Granted special permission from the National Park Service, Dr. Douglas collects samples of the rocks and sediments from Badwater — the lowest, hottest point in the Western Hemisphere. This is Death Valley at its most extreme. But what appears as a barren, saline landscape is in fact teeming with life. Microscopic organisms called extremophiles thrive in these brutal conditions. In most places, microbes live inconspicuously among plants and animals. But in the harshest environments on earth, like that of the Badwater salt pan, biodiversity is diminished until only these resilient little “bugs” are left. And the more hostile the conditions, the better they seem to do.

In the heat of summer, Death Valley roasts in temperatures greater than 120 degrees, cool when compared with the surface temperature of the salt pan. “The ground temperature gets to over 200 degrees at some points here,” says Dr. Douglas.

This is when the microbial communities, packed in neat little bands of purple, green, black, and orange, are at their healthiest and most active. “Apparently, they grow a lot better in the heat of summer,” says Dr. Douglas “When we hate it here most, they like it here most.”

But it’s not the bugs themselves that Dr. Douglas is after. It’s the minerals they produce called “evaporites” that interest her most. “Many people are under the assumption that you need to find actual organisms to detect presence of life,” she explains. “I’m looking at what they’ve left behind.”

Evaporites are the minerals that are left when water evaporates. Sometimes they are produced through geologic processes, but they may also form as by-products of living organisms, such as the microbes at Badwater. “The fact that there are these evaporite minerals on the surface of the Death Valley’s dry lake,” suggests Dr. Douglas, “helps us to use it as an analog study of Mars.”

Her thinking mirrors that of many scientists who abide by the logic that the evidence of water may indicate the presence of life. And that is one research strategy employed by the astroscientists who are working to gauge where otherworldly life may exist.

If we were to travel twenty thousand years back in time, we would find Death Valley drowned by a vast lake, 600 feet deep. Hundreds of millions of years further back, we would likely find an ocean. Though the last of these waters disappeared about ten thousand years ago, evidence of the life they once held still exists in the minerals left behind.

When the rovers recently discovered what they described as evaporite minerals on Mars, it became widely accepted throughout the scientific community that the Red Planet, at least at one point in its past, had water. In fact, some scientists suspect that an ocean once covered the northern lowlands of Mars.
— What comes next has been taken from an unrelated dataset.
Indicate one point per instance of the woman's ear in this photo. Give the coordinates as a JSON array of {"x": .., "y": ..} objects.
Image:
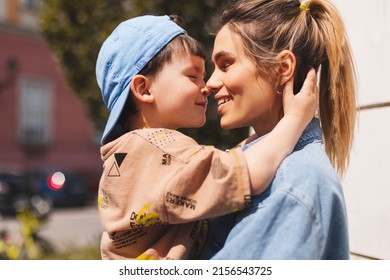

If that is so, it is likely that areas similar to Death Valley’s salt pan developed on Mars as the water disappeared. If ever there was life on Mars, traces of it may be locked in the minerals formed in those long-gone waters.

Back in her lab in Pasadena, California, Dr. Douglas uses an electron microscope to examine her microbial samples, cell by cell. She has recently discovered that the evaporites produced by the tiny extremophiles have an unusual structure, unlike anything a geologic process would naturally produce on Earth.

Having identified the “signature” of Death Valley’s microorganisms, she is now hoping that through the use of remote satellite techniques, similar mineral signatures may be identified on Mars. “If we find similar minerals,” she poses, “could it be possible that life helped form them?”

With Death Valley as a natural laboratory, the answer to that question may no longer be light-years away.